Imaginez un entonnoir tourné à l'envers. C'est ainsi que les entreprises et le gouvernement fonctionnent aujourd'hui. L'argent va presque entièrement aux gestionnaires, PDG et actionnaires, loin des clients et des travailleurs. Les travailleurs de première ligne se battent pour répondre aux besoins croissants de leurs clients, avec de moins en moins de ressources à leur disposition.
Voyons cela de plus près. En 1976, on comptait 830 800 employés au sein du secteur public en Ontario (selon Statistique Canada). En 2012, ce chiffre avait passé à 1,3 million. Au cours de cette même période, l'unité de négociation de la FPO du SEFPO a diminué, passant d'environ 80 000 à 39 000 personnes (emplois classifiés et non classifiés).
Aujourd'hui, le déficit de l'Ontario est le double de ce qu'il était en 1980, avec une unité de négociation de la FPO moitié moins grande.
Pourquoi? Parce que l'Ontario fonctionne désormais comme une entreprise. Le nombre de travailleurs qui fournissent les services baisse, tandis que le nombre de superviseurs, consultants, gestionnaires, sous-ministres adjoints, présidents et travailleurs d'agences privées explose.
Cela ne devrait pas être ainsi. Le gouvernement et ses services devraient profiter à tous les citoyens. Les gens d'affaires, concernés par leurs bénéfices, et leurs idéaux n'ont rien fait pour nous. La perte est aux dépens de la société. Confiance et équité ne sont pas leur fort.
Les grandes sociétés n'ont pas leur place au gouvernement.

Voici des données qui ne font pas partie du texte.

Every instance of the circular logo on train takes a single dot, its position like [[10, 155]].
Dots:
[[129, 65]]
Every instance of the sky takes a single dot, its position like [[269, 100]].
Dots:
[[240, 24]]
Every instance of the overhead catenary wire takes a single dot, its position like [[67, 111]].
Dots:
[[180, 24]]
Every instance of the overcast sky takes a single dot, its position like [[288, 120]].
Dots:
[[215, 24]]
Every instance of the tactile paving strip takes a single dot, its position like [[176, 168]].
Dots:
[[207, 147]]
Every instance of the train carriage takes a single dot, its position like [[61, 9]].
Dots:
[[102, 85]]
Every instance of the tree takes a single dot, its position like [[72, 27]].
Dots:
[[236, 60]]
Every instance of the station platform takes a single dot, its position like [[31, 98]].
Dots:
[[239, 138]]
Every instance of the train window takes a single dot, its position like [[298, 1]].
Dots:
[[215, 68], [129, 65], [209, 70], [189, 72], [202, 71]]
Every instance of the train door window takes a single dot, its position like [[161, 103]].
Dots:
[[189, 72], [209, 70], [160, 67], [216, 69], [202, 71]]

Ni les médias d'ailleurs. Cette relation confortable doit prendre fin.
Nous devons démontrer comment la prospérité et la justice sociale peuvent reconstruire une province plus forte et plus prospère. Les entreprises ne montreront pas la voie et ne fourniront pas la motivation nécessaire à la croissance axée sur l'équité, l'accès et l'équilibre. Nous avons besoin de politiques qui fonctionnent pour la société, et non pas contre!